On board s/y Bushido
‘Trimming the Jib’ is a short essay by Ernest Hemingway and it has to do with the sea. And love. And passion. He wrote it shortly before The Old Man and the Sea, which helped land him the Nobel Prize in Literature. Here it is in its entirety:
He ran aground on the same reef as before. Pablo was drunk and dreaming of Conchita. He was always dreaming of Conchita. When he wasn’t dreaming of her he would avoid the reef. But he was always dreaming. And drinking.
The reef was hard, not made of mud or sand, but rock. Pablo was old, and his legs were heavy in the thighs. Pablo was also lazy, but he knew the coast like Conchita’s breasts, powerful and beautiful and taut at his touch. But he was drunk and dreaming of her and was stuck on the hard reef.
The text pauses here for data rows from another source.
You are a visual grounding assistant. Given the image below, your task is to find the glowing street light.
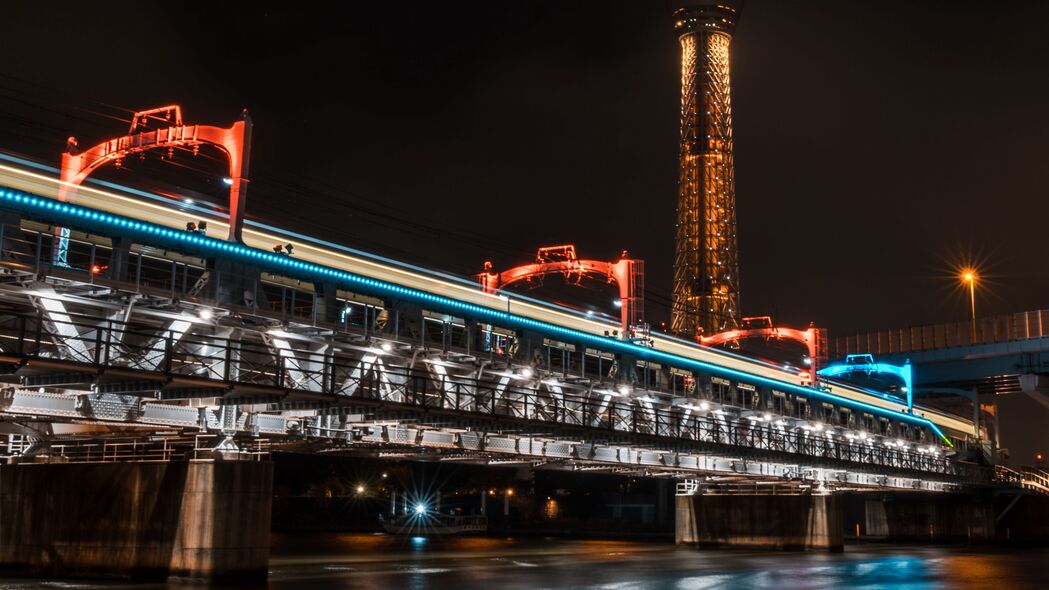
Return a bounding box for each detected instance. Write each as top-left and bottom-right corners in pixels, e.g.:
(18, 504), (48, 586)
(962, 269), (979, 344)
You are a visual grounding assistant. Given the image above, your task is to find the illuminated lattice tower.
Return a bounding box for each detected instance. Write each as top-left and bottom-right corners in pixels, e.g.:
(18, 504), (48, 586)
(671, 0), (740, 338)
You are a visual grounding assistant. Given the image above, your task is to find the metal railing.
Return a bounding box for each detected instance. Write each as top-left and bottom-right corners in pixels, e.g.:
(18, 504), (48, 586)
(0, 314), (962, 475)
(829, 310), (1049, 358)
(10, 434), (271, 463)
(994, 465), (1049, 496)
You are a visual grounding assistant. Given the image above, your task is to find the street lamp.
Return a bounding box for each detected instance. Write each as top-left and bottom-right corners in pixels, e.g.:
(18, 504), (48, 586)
(962, 269), (978, 344)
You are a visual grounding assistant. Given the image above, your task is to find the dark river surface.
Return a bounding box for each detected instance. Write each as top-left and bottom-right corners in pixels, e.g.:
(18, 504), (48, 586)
(0, 533), (1049, 590)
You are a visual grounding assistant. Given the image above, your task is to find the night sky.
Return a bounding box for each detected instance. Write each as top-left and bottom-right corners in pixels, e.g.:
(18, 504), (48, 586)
(0, 0), (1049, 335)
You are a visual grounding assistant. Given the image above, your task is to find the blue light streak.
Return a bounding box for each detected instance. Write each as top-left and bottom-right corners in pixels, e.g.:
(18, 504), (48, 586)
(0, 184), (950, 444)
(817, 355), (914, 412)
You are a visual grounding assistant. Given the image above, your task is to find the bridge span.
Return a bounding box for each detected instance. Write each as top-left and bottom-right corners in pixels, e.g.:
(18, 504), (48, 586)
(0, 155), (1023, 571)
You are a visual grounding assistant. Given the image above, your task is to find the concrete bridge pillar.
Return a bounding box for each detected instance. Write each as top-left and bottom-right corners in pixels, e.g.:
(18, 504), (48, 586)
(0, 461), (273, 584)
(845, 492), (996, 543)
(676, 493), (844, 552)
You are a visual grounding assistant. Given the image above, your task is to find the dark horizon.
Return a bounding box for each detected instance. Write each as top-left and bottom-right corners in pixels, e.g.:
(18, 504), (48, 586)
(0, 0), (1049, 335)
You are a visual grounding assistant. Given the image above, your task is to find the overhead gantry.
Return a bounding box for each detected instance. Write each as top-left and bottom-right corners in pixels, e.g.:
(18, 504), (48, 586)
(700, 316), (826, 383)
(56, 105), (252, 251)
(476, 244), (645, 340)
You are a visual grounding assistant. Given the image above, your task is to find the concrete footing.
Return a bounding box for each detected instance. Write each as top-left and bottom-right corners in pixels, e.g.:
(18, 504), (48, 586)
(676, 494), (844, 551)
(0, 461), (273, 584)
(845, 493), (994, 543)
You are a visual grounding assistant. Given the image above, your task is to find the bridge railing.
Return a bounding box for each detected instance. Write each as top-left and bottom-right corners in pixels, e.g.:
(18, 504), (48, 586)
(994, 465), (1049, 494)
(829, 310), (1049, 358)
(0, 314), (963, 475)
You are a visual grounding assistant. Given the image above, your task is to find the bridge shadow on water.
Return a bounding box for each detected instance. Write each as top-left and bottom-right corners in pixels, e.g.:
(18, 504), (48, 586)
(255, 533), (1049, 590)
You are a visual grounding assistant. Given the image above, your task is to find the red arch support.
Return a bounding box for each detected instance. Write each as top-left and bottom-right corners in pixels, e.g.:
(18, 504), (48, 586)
(59, 105), (252, 243)
(476, 245), (645, 338)
(700, 316), (826, 382)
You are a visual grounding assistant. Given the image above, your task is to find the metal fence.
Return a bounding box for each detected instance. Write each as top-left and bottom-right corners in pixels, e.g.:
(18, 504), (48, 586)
(0, 314), (961, 475)
(829, 310), (1049, 358)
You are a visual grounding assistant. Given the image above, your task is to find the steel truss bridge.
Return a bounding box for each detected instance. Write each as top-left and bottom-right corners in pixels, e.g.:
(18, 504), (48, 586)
(0, 160), (991, 491)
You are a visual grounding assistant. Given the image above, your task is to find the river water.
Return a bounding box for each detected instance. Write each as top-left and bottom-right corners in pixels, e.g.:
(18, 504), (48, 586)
(0, 533), (1049, 590)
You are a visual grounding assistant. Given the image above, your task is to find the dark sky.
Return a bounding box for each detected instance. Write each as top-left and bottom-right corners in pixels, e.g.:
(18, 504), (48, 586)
(0, 0), (1049, 334)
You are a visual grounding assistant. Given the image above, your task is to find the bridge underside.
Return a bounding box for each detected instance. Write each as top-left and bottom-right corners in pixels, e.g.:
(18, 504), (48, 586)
(0, 255), (983, 491)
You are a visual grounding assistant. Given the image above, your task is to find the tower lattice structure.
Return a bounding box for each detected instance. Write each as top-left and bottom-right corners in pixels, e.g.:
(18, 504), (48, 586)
(671, 0), (740, 338)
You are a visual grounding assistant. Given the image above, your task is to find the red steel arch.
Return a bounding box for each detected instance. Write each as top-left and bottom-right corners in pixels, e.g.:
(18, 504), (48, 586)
(59, 105), (252, 243)
(700, 316), (825, 382)
(476, 245), (645, 338)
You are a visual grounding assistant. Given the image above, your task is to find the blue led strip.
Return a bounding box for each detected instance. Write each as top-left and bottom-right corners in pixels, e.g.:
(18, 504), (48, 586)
(0, 184), (950, 444)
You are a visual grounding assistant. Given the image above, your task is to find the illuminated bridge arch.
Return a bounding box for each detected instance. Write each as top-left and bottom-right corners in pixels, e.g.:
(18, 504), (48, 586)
(58, 105), (252, 241)
(476, 245), (645, 339)
(819, 355), (914, 412)
(700, 316), (826, 381)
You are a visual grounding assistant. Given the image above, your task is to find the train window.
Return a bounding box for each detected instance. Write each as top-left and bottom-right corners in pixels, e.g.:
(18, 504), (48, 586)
(822, 403), (835, 424)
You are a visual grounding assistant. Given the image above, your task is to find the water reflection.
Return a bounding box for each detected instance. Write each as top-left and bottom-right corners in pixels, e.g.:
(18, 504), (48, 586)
(262, 535), (1049, 590)
(0, 533), (1049, 590)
‘Once aground you will want to refloat as quickly as possible,’ he told himself. He took another swig. And thought of Conchita. And the boat did not move. Pablo thought how the earth had moved that morning with Conchita, and took another swig.
He waited for the tide to come. When the tide rises you can sit and wait to float off. But when it’s ebbing, it means Conchita will be alone. The tide was ebbing. He took another swig. He thought of Conchita alone. He jumped in the water and swam for it. But Pablo was old and the tide was ebbing fast. His last thought was of her as the tide swept him out to sea.
OK, OK, so he didn’t write it, I did, and there was no Nobel — so what? I had six guests on board last week, all much smarter than me, and none of them had won it either.